Leider kommt noch etwas anderes nicht aus der Mode: jammern. Seit
Jahren klagt die Buchbranche, sie werde die Herausforderungen des
digitalen Zeitalters nicht überleben. Eigentlich sei man schon
klinisch tot. Wenn dann der Anteil der E-Books am Gesamtumsatz um,
sagen wir, 1,7 Prozentpunkte steigt, greift man sich ans Herz, ächzt
»Nachbarin! Euer Fläschchen!« und sackt im Lesesessel zusammen. Das
ist die Macht der Zahlen. Von denen gibt es nur zehn. Viele
Zeitgenossen aber finden sie aussagekräftiger als alle 26 Buchstaben
zusammengenommen. Tatsächlich kann so ein Zahlenmensch ein ganzes
Haus zum Einsturz bringen - Buchfreunde fürchten das Schlimmste, wenn
sie sehen, wie Hans Barlach im Suhrkamp-Verlag wütet. Wohl wahr: Die
fetten Jahre sind vorbei. Der Kunde erprobt neue Methoden, an seine
Lektüre zu gelangen, und oft geht er online am Buchhändler vorbei.
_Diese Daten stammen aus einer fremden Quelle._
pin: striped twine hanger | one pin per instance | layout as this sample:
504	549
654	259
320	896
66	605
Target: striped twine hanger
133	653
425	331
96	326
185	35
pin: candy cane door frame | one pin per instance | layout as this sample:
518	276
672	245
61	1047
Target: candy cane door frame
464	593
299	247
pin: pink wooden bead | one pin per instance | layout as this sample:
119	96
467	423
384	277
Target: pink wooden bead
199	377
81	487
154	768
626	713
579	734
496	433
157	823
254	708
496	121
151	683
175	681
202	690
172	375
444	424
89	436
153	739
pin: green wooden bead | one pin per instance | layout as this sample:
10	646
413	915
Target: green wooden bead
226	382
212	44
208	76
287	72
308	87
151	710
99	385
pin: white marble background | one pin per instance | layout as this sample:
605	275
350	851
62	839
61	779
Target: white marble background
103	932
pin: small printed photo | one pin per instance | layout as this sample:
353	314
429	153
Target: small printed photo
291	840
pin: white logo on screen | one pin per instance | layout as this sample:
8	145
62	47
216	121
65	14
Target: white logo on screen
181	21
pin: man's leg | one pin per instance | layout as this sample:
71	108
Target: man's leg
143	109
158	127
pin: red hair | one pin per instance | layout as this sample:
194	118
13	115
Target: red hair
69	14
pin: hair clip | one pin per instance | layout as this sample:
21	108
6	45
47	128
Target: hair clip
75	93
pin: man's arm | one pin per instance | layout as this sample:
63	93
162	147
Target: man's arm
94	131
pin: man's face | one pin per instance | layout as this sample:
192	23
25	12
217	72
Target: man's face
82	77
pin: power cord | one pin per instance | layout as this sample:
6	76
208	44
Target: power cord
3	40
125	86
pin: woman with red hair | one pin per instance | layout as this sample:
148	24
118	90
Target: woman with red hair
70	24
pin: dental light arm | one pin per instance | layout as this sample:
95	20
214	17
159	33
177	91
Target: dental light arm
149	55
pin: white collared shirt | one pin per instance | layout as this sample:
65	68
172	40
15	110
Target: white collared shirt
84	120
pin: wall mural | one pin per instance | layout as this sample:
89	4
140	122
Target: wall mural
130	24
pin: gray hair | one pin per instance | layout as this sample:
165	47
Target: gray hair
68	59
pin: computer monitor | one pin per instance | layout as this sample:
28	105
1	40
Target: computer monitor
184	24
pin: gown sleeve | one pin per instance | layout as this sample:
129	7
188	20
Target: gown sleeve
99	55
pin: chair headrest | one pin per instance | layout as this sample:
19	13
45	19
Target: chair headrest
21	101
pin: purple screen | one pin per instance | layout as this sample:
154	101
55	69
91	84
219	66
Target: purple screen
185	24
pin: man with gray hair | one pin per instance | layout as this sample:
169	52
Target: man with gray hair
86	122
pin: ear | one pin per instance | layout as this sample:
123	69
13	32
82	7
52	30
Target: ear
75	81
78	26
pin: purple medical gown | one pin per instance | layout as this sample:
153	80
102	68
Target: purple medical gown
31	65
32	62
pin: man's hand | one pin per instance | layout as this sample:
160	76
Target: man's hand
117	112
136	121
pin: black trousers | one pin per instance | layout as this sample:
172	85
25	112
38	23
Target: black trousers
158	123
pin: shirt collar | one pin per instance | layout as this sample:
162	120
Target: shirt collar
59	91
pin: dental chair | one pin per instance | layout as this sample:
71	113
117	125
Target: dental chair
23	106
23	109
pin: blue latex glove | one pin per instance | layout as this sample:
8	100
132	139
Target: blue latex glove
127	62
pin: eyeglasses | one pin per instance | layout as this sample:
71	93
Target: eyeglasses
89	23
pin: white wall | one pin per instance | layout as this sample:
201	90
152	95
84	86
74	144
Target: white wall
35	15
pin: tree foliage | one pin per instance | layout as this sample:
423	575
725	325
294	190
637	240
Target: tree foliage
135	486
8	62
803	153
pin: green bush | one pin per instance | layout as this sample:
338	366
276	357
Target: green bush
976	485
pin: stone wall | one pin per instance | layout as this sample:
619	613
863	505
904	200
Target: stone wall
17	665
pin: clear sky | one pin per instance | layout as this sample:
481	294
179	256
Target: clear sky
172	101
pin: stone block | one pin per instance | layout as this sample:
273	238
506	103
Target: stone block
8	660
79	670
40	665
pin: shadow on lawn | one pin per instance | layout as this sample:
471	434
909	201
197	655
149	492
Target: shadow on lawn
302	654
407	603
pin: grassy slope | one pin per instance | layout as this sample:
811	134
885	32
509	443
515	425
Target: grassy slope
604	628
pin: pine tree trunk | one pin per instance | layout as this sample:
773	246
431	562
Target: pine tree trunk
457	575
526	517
Self-Publishing, die Idee, einen Text am Verlag vorbei auf den Markt
zu werfen, war vor drei Jahren so gut wie nicht existent.
Selfgepublishtes wird allerdings auch am Lektor vorbeigeschleust - es
ist also selbst schuld, wer für diesen sprachlichen Ramsch Geld
ausgibt. Auch die Digitalen arbeiten mit 26 Buchstaben. Müssen sie.
»Shades of Grey« haben sie damit bereits zustande gebracht. Den
Beweis, daß sie auch einen »Faust« hinbekommen, sind sie uns bislang
schuldig geblieben. Es bleibt dabei: Das E-Book ist der Mitspieler,
nicht der Gegenspieler des gedruckten Buches. Die Analogen dürfen
erhobenen Hauptes zur Buchmesse fahren.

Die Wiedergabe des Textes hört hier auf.